Before you start editing, you need to understand one thing: there is a difference between your writing accent and writing mistakes.
When I talk about your writing accent, I don’t mean writing to convey to the reader the accent of the character (as in, putting “y’all” in there so the reader knows this person is from the south). Your writing accent — as defined by me — are the small quirks that you use in your writing which make it undeniably yours. It goes beyond your writing voice; it is about the tiny inflections you pepper into your writing that people respond to on an emotional level without realizing it. I think of your writing voice as something loud, immediately defining. You would never mistake Danielle Steel’s writing for Stephen King’s. But your accent is something much more subtle.
Two seconds into a blindfolded conversation with an Australian, you can tell that they’re not from America. That is due to the way they pronounce their words, and that is the equivalent to your writing voice. But several minutes into the conversation with the Australian and regardless of what they’re talking about, without even seeing them, your gut has formed an opinion on whether you like the person or not. Whether you respond to the person or whether you’d rather not talk to them anymore. It’s how I can put three Australians in front of the blindfolded you and asked them to talk about something as mundane as the weather, but you’d be able to form an opinion on each one, though you may not be able to point out why you formed that gut reaction.
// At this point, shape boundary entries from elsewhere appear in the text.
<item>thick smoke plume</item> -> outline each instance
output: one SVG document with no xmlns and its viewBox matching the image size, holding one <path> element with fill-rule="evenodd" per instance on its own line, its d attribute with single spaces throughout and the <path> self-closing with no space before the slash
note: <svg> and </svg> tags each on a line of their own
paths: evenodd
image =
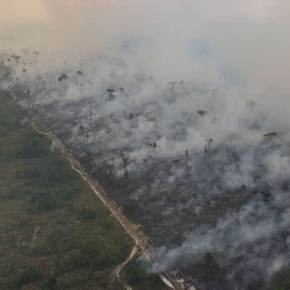
<svg viewBox="0 0 290 290">
<path fill-rule="evenodd" d="M 142 181 L 119 202 L 183 221 L 157 270 L 210 252 L 240 289 L 290 262 L 290 6 L 216 2 L 4 0 L 0 61 L 92 173 Z"/>
</svg>

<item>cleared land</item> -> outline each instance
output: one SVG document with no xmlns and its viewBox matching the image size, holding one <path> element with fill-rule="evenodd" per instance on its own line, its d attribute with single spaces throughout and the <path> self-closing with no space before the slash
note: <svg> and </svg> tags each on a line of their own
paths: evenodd
<svg viewBox="0 0 290 290">
<path fill-rule="evenodd" d="M 122 289 L 110 278 L 131 238 L 9 94 L 0 101 L 0 289 Z"/>
</svg>

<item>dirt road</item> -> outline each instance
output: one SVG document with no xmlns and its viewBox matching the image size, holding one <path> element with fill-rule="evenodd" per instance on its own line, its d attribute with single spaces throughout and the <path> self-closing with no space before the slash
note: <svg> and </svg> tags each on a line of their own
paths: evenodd
<svg viewBox="0 0 290 290">
<path fill-rule="evenodd" d="M 153 264 L 155 261 L 154 255 L 149 244 L 148 238 L 138 229 L 136 225 L 133 224 L 125 216 L 114 202 L 109 198 L 104 189 L 96 180 L 89 176 L 82 168 L 78 161 L 58 139 L 54 133 L 49 130 L 45 124 L 29 107 L 25 100 L 19 99 L 11 89 L 8 90 L 14 99 L 27 111 L 32 117 L 32 124 L 35 130 L 40 134 L 47 136 L 54 142 L 55 146 L 60 150 L 64 156 L 69 162 L 72 168 L 77 172 L 87 183 L 95 195 L 109 209 L 134 241 L 135 245 L 129 257 L 115 268 L 112 276 L 113 278 L 116 278 L 120 280 L 123 287 L 127 290 L 132 290 L 130 286 L 121 281 L 120 273 L 125 266 L 133 258 L 137 252 L 138 247 L 140 249 L 148 262 L 151 264 Z M 171 289 L 175 290 L 182 290 L 182 289 L 181 285 L 172 279 L 167 273 L 158 273 L 158 275 L 162 281 Z"/>
</svg>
Side note — this lesson is about discovering why.
Now do you see the difference between writing voice and writing accent? Voice is apparent. Accent takes some searching.
With editing, we want to get rid of writing mistakes without getting rid of your writing accent, but in order to do that, we need to know whether the way you’re writing is putting off the reader or drawing them in. And best example I can give you comes from my own writing accent.
Perhaps not in blog posts, but within book writing, I have two things I constantly do — one of which is my writing accent and the other of which is a writing mistake. Part of my writing accent is my love of verb-led sentences. “Running for the bus, she slipped on the newspaper sheet stuck to the sidewalk and landed with her face in yesterday’s gum.” Verb-led, non-gerund sentences was something I was known for back in my MFA program. When other people did it, people would jokingly ask if I secretly wrote the story. Now that I’m conscious of it, I tone it down or play it up depending on the piece I’m writing and the volume I want on the action or external story. That’s my writing accent, and people respond to it (either liking or hating it). I also use a lot of dashes to draw out thoughts. To drag your brain this way and that. Either you like that or you don’t, but that’s what you’re responding to in my writing. I use a lot of semi-colons to keep ideas close together. Again, either you like that you or you don’t, but those are small things I’m doing that you unconsciously respond to in my writing.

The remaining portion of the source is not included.